If you know some particular kinds of mushrooms pop up regularly in your area, Schmid recommends you hit up the experts. There are mycology and mushroom groups on Facebook as well as a page on the North American Mycological Association (yup, they study mushrooms) with contact information for local chapters. Staffers or educators at a college extension office, a greenhouse, or a garden center might also be able to help, she says: "They're often familiar with the mushrooms that are commonly found in their area."

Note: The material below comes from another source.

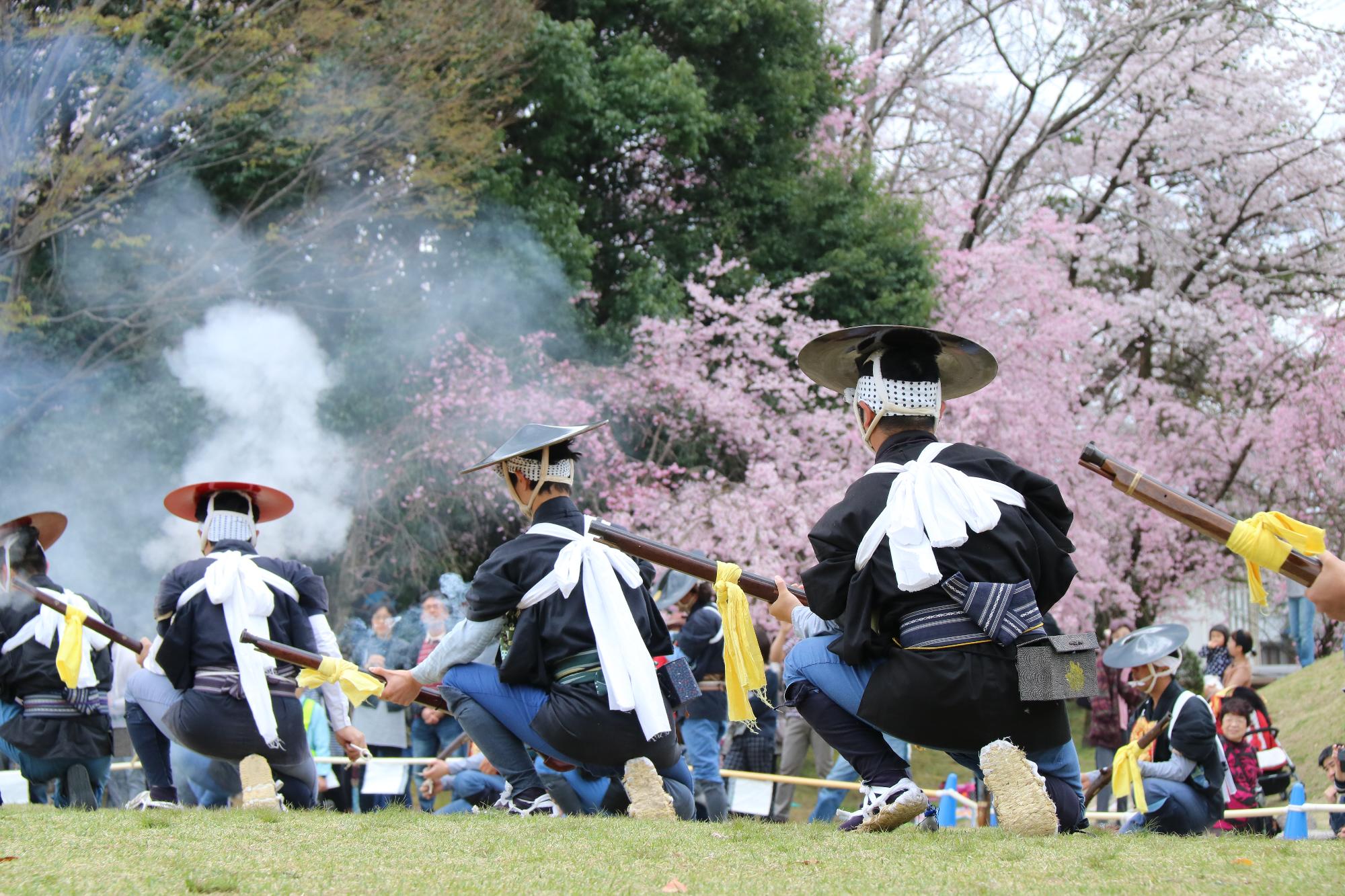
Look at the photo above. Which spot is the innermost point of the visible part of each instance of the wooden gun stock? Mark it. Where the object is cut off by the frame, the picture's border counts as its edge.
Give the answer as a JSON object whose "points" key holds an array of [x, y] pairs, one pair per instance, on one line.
{"points": [[91, 623], [1105, 774], [684, 561], [305, 659], [1184, 509]]}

4. Teach your dog to drop what’s in her mouth.

Hinder says education starts with you, but continues with your dog, and says that teaching your pup the 'drop it' cue "can be life-saving when it comes to them putting something like a wild mushroom in their mouth."

How to Feed Mushrooms to Your Dog Safely

If you still want to let your dog try a mushroom—the non-toxic kind that are also safe for humans, that is—Schmid says "no worries." In general, store-bought and garden-grown mushrooms that you eat are safe for canine consumption. Wash potential pesticides off them first and don't mix them in unhealthy recipes or with other toxic ingredients to share with your dog. Then chomp away.

But there's not much reason to give your dog a 'shroom, according to Hinder: "Mushrooms don't provide any nutritional value to dogs though, so there's no reason to purposely feed them to your pets."

If you and your dog want to share a mushroom on occasion, awesome. But since they don't offer any nutrients for your pupper, maybe pick a new, even more nutritious human food to share together instead.